I'm currently learning about modules and am pretty new to the topic. I recently found this question:
Suppose that $R$ is an integral domain and not a field. Give, with proof, an eample of a proper submodule of $R$ that is linearly isomorphic to $R$.
I don't really know how to approach this question. Also I'm struggling with linearly isomorphic. From my notes linearly isomorphic means it only has the scalar multiplication property $(\phi(rm)=r\phi(m))$ but does not necessarily have the addition property $(\phi(m_1+m_2)=\phi(m_1)+\phi(m_2))$. But somehow i can't really find much on that topic either here or in the books that I'm using. Any help would be really appreciated!

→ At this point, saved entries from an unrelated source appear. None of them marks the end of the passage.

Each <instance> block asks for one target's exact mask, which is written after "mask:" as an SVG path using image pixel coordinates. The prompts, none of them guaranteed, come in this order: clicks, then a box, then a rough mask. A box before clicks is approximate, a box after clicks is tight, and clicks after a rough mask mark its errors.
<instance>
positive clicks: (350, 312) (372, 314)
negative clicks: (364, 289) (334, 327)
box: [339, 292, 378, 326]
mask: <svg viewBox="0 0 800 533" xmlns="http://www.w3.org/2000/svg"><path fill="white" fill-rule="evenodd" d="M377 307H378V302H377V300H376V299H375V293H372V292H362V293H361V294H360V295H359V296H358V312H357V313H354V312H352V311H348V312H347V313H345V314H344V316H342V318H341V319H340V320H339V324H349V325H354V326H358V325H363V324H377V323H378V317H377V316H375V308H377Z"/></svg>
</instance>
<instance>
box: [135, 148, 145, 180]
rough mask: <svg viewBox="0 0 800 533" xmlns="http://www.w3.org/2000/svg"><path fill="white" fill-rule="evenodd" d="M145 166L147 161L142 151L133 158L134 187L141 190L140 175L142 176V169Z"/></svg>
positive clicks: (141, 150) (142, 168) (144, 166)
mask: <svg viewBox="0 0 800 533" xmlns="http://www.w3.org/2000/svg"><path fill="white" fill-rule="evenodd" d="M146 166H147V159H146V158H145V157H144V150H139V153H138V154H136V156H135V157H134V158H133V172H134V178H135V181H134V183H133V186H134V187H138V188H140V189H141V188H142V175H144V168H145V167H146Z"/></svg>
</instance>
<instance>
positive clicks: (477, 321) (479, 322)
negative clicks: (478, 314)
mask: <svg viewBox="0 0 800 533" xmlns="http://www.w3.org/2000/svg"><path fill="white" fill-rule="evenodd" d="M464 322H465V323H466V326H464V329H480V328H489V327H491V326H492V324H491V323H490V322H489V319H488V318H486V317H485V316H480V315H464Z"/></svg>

I don't think the definition of linearly isomorphic you're writing is standard. Addition is certainly linear! My best guess is that the problem is asking for a proper submodule of $R$ which is isomorphic to $R$ as an $R$-module.
Here's the example I have. As $R$ is not a field, take some nonzero nonunit element $a \in R$. You may make an objection about the zero ring, but this is not considered a domain. Anyways, consider the ideal $(a) \subseteq R$. As $a$ is not a unit this is a proper ideal. Furthermore, it is a submodule of $R$ (in fact, submodules of $R$ are precisely ideals of $R$). Now, consider the map $R \longrightarrow (a)$ via $r \mapsto ra$. This is certainly $R$-linear, and by definition of $(a)$ it is onto. Furthermore, as $a \neq 0$ and as $R$ is a domain, this map is injective. Hence, it is an isomorphism of $R$ with a proper submodule.